Firstly, we had Sam Galbraith. Remember him? He was a bright pupil, but didn't pay much attention in class. As a result, we had the SQA fiasco, with thousands of Scottish pupils getting the wrong Higher results - a complete mess. So no pass marks there.
Then, we had Jack McConnell. Jack talked a lot in class, and he was popular with the girls, but he fell down when it came to sums, especially in relation to the accounts of his constituency office. So no pass marks there either.
And now we have Cathy Jamieson. Wee Cathy has been in class for 18 months but I'm sorry to say that she hasn't learned a thing. In particular, she hasn't learned anything from even her own Party colleagues in Westminster, resisting at every turn their agenda of devolving power to school, extending choice and creating more specialist schools.
So what would a Conservative Education Minister do? Well, he would tackle the real problems that Brian Monteith and the other speakers referred to.
Firstly, we would seek to restore discipline to our schools. The statistics are truly appalling - a sevenfold increase in violent incidents in the classroom since 1997. There is now an assault on a teacher in a classroom somewhere in Scotland every 15 minutes - that means since we sat down at 10 o'clock this morning there have been [ ] assaults on teachers. This is shocking - and we will deal with it.
We will get rid of the Executive's crazy policy of having targets to reduce school exclusions, which has meant that violent pupils are kept in the classroom instead of being excluded. An we will give headteachers the right to decide at a school level what pupils should or should not be excluded - no more Ministerial interference.
But pupils with a poor disciplinary record should not be left to roam the streets. We recognise that there are many pupils - especially 14 and 15 year olds - disengaged from mainstream schooling. They are uninterested in academic subjects and their presence in school may be disruptive to academic pupils who want to get on and learn in peace. What we will do is give school pupils the right to access vocational training at FE Colleges from age 14 - so they leave school not disengaged, not disgruntled, but with real skills which will equip them for life and the job market.
We will extend Devolved School Management to offer all schools to have greater control over their own affairs, particularly over how budgets are spent. We will allow groups of parents to establish new schools with state funding, if there is enough demand, and encourage these new schools and indeed existing schools to develop their own character - as specialist academies for the arts, sport or technical subjects, or perhaps as Gaelic medium schools or faith schools - it happens in England, so why can it not happen here?

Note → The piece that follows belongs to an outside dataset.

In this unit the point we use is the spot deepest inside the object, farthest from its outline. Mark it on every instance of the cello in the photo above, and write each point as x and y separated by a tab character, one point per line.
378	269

And we will introduce a rural schools guarantee, to prevent Councils like SNP-run Angus trying to close small rural schools against the wishes of parents.
Chairman, all this we will do, delivering real improvements to Scottish Education.
Ladies and Gentlemen, we should never let our political opponents misrepresent our record in office. Nor should we apologise for our achievements - a real terms increase of 15% in Scottish education funding over 18 years, the Parents' Charter, establishing School Boards, Devolved School Management, raising standards with the 5-14 Development Programme, extending nursery provision with vouchers and a massive increase in higher education places. 18 years of delivery followed by 6 years of failure under Labour and the Liberal Democrats. The contrast could not be clearer.
So the message from this Conference to the people of Scotland is this: for the sake of your children and grandchildren, for anyone concerned about the standards in our schools - get out there on May 1st and vote Conservative.